Giuseppe Artidoro Ghiaroni
(Paraíba do Sul/RJ, 1919 – 2008, Rio de Janeiro/RJ)
AS ÁRVORES CORTADAS
Deceparam as árvores da rua!
Sem troncos hirtos na calçada fria,
a rua fica inexpressiva e nua;
fica uma rua sem fisionomia.
0 sol, com sua rústica bondade,
aquece até ferir, até matar.
E a rua, a rir sem personalidade,
não dá mais sombras aos que não têm lar.
As árvores, ao vento desgrenhadas,
não lastimam a peia das raízes:
Olvidam suas dores, concentradas
no sofrimento de outros infelizes.
Eu penso, quando à frente dos casais
vem sentar-se um mendigo meio-morto,
que uma fronde se inclina um pouco mais,
para lhe dar mais sombra e mais conforto.

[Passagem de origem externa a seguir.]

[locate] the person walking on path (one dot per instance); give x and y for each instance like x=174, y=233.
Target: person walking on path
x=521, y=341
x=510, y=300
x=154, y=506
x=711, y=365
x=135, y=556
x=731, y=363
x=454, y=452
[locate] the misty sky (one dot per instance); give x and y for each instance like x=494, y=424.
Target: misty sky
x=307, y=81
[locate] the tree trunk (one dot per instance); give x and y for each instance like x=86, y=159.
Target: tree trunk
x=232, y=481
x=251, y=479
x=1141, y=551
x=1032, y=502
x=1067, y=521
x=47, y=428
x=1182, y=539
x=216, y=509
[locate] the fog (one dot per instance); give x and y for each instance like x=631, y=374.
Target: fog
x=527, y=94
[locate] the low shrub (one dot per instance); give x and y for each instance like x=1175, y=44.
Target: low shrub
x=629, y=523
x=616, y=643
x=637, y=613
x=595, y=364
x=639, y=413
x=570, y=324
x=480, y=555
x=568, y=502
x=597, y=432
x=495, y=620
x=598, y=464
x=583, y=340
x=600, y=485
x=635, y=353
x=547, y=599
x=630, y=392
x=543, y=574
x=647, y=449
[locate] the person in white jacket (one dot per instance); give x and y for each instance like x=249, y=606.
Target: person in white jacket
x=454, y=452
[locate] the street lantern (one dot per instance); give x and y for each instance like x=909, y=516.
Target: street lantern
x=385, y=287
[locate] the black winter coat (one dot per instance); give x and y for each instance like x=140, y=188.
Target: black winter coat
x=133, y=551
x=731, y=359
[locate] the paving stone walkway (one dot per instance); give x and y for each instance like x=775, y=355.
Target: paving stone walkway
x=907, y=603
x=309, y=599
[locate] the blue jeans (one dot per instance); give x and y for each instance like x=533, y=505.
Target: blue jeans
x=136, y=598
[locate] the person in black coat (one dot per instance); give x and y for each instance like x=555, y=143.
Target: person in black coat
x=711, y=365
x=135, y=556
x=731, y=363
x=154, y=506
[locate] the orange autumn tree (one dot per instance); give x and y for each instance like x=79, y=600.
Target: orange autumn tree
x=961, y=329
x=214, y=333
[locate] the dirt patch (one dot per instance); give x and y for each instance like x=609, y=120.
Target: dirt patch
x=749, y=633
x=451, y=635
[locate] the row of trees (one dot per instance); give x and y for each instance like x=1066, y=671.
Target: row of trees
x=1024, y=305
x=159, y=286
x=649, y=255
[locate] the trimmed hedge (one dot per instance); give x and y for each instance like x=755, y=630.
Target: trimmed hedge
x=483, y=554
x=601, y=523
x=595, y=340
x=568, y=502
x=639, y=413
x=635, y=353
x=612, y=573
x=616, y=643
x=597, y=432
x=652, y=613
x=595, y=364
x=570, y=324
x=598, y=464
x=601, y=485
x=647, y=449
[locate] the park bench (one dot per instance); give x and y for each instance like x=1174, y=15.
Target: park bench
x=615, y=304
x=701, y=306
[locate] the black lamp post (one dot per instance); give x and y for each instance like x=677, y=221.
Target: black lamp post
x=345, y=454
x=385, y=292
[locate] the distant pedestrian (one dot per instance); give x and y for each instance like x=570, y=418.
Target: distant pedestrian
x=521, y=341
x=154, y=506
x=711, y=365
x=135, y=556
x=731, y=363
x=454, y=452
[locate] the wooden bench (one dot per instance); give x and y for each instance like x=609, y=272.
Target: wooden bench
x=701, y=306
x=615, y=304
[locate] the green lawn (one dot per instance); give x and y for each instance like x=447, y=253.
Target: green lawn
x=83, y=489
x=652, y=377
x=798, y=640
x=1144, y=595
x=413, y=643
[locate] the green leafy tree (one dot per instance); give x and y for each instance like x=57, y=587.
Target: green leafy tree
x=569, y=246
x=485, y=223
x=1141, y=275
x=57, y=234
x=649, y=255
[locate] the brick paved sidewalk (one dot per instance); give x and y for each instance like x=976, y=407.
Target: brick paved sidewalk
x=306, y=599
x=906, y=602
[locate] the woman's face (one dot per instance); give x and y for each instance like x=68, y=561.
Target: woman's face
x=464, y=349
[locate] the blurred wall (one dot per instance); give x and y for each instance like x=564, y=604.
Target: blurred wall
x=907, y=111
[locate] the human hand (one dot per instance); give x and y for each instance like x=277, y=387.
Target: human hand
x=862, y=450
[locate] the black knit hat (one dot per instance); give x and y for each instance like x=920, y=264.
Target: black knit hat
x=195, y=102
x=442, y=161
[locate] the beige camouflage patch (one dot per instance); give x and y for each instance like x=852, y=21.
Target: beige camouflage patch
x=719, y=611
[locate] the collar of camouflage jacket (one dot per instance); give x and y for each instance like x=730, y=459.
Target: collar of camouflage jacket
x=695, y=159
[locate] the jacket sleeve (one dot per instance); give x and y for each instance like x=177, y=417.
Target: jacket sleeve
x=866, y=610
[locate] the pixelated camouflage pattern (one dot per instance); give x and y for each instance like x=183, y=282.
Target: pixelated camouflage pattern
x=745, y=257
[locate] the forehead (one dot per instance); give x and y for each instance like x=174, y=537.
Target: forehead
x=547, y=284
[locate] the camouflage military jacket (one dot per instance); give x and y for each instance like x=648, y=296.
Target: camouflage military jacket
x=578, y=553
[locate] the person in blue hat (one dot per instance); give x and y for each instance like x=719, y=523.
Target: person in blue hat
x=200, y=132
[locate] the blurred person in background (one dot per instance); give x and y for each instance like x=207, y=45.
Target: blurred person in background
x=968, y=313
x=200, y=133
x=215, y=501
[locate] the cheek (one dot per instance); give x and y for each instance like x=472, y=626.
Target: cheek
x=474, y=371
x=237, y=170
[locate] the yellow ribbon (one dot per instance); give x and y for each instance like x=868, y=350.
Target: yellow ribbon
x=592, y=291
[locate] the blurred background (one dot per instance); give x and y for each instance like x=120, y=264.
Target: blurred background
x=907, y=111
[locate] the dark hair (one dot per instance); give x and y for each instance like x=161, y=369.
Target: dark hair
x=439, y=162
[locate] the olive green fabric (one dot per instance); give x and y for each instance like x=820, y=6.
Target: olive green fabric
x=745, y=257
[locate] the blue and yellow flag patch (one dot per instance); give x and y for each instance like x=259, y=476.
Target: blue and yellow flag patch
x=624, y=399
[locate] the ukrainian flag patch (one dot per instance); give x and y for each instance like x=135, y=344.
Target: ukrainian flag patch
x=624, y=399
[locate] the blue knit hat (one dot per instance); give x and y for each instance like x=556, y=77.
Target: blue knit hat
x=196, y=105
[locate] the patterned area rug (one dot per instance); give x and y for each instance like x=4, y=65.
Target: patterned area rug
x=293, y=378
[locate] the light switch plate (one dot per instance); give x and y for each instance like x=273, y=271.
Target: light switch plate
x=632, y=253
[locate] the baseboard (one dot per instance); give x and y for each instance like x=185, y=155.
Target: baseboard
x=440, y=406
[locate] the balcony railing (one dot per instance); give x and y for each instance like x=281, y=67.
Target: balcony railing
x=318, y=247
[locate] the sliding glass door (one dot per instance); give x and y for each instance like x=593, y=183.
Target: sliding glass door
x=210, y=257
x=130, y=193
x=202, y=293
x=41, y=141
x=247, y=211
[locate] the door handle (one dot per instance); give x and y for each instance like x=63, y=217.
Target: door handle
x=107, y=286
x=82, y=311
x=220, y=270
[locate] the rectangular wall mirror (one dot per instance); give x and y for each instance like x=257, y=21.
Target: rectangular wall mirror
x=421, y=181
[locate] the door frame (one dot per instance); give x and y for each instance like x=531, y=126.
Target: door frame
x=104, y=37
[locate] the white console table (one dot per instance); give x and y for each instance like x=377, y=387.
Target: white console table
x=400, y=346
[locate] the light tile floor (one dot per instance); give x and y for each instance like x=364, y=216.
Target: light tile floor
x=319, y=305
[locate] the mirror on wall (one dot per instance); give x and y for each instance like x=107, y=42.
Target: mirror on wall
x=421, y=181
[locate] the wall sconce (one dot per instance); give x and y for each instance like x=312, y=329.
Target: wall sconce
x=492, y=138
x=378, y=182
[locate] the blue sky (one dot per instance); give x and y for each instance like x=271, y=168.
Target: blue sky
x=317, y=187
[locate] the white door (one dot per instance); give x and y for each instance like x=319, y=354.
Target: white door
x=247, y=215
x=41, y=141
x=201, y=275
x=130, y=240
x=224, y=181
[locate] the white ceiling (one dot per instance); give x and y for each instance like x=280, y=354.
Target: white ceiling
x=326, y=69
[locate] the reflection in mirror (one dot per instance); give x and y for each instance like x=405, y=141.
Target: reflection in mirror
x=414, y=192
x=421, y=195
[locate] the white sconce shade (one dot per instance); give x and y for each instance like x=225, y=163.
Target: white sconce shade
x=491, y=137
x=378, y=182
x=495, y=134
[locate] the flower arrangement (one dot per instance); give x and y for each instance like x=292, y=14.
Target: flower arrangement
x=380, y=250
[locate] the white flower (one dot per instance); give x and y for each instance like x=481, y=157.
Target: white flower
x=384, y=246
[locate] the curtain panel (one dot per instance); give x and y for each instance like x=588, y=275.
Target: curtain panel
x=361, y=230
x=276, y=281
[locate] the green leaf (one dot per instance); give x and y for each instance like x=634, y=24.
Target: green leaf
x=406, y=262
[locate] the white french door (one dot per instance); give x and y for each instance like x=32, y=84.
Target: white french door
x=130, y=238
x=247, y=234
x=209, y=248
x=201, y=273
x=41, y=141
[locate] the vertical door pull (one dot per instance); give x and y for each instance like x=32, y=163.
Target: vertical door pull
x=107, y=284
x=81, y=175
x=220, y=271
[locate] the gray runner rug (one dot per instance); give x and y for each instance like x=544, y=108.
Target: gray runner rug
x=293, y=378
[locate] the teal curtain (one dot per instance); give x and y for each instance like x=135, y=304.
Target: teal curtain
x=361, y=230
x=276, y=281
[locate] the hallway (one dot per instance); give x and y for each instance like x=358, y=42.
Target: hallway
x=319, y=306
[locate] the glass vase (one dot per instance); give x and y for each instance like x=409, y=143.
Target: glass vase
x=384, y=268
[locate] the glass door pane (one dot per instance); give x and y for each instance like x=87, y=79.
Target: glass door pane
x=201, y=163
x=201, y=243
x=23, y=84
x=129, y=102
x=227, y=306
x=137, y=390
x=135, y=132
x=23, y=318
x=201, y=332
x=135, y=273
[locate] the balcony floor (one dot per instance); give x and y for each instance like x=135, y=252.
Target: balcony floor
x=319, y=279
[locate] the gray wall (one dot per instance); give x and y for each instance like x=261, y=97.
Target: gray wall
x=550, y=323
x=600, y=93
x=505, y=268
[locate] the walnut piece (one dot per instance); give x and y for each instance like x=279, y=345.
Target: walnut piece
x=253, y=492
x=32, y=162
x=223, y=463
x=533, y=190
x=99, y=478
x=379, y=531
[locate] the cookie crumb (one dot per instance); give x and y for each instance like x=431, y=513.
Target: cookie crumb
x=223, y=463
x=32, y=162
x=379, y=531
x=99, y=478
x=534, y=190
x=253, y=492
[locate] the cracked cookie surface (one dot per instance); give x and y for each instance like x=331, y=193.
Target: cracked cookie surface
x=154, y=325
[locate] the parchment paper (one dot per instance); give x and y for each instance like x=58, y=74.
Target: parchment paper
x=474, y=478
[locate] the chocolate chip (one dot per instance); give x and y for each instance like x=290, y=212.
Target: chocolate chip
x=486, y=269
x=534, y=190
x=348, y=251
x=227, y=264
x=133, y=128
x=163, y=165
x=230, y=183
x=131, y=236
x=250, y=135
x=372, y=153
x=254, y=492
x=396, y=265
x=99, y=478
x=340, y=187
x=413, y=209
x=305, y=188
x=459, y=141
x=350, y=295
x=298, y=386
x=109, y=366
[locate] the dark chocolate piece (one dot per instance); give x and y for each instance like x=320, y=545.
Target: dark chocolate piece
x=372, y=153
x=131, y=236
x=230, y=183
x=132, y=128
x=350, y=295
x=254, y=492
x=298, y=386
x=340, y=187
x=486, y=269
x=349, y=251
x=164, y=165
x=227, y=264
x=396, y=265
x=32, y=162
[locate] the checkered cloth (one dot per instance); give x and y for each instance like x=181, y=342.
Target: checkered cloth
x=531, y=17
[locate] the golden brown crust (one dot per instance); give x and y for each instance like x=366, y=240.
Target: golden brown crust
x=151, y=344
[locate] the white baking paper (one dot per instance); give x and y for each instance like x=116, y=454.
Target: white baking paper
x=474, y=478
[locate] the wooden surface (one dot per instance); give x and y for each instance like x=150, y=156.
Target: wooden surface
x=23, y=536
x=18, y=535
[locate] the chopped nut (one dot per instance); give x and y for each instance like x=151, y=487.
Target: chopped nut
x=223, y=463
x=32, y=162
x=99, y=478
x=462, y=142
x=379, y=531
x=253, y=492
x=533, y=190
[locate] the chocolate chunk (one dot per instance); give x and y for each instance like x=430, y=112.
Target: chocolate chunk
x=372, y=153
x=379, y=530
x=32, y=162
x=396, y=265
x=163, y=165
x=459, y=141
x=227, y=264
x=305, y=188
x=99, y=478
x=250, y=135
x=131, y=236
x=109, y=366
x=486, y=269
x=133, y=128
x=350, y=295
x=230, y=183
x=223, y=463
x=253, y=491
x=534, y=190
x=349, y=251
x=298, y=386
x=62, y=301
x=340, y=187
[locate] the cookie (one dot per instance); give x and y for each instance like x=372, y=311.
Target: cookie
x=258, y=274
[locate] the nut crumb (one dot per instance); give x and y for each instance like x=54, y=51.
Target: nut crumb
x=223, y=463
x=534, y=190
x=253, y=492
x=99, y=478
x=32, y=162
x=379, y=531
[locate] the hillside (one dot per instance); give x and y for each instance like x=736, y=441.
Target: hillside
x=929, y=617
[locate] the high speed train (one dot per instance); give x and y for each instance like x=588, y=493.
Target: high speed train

Sem elas, fica a triste perspectiva
de uns muros esfolados, muito antigos,
que se unem na distância inexpressiva
como se unem dois trôpegos mendigos.
Quando vier com o seu farnel de lona,
arrimar-se à sua árvore querida,
o ceguinho de gaita e de sanfona
será capaz de maldizer a vida.
E aquela magra e trêmula viúva
que anda a esmolar com filhos seminus,
quando o tempo mudar, chegando a chuva,
dirá que dela se esqueceu Jesus!...
Meu Deus, seja qual for o meu destino,
mesmo que a dor meu coração destrua,
não me faças traidor, nem assassino,
nem cortador de árvores da rua!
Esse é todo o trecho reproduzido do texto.